Natalie only had one good dress, a black crepe one with spaghetti straps, that fell in a straight line to her ankles. There was a lacy shawl she’d bought to go with it, and a plain little pair of sling-back pumps for her small feet. She used more makeup than usual and grimaced at her reflection. She still didn’t look her age. She could have passed for eighteen.
She got into her small used car and drove to the Killain ranch, approving the new paint job Mack’s men had given the fences around the sprawling Victorian home with its exquisite gingerbread woodwork and latticed porches.

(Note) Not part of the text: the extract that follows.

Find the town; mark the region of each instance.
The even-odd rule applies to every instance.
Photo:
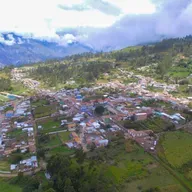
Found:
[[[10,162],[5,173],[36,172],[43,166],[41,157],[105,147],[119,134],[155,154],[162,132],[190,123],[183,113],[190,111],[189,100],[170,96],[167,89],[174,86],[137,78],[129,85],[109,82],[60,91],[40,90],[33,83],[35,95],[11,98],[0,107],[0,155]],[[165,91],[151,92],[147,83]]]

It could have slept ten visitors comfortably even before Mack added another wing to accommodate his young brothers’ desire for privacy. There was a matching garage out back where Mack kept his Lincoln and the big double-cabbed Dodge Ram truck he used on the ranch. There was a modern barn where the tractors and combine and other ranch equipment were kept, and an even bigger stable where Mack lodged his prize bulls. A separate stable housed the saddle horses. There was a tennis court, which was rarely used, and an Olympic-size indoor swimming pool and conservatory. The conservatory was Natalie’s favorite place when she visited. Mack grew many species of orchids there, and Natalie loved them as much as he did.
She expected Vivian to meet her at the foot of the steps, but Mack came himself. He was wearing a dark suit and he looked elegant and perturbed with his hands deep in his pockets as he waited for her to mount the staircase.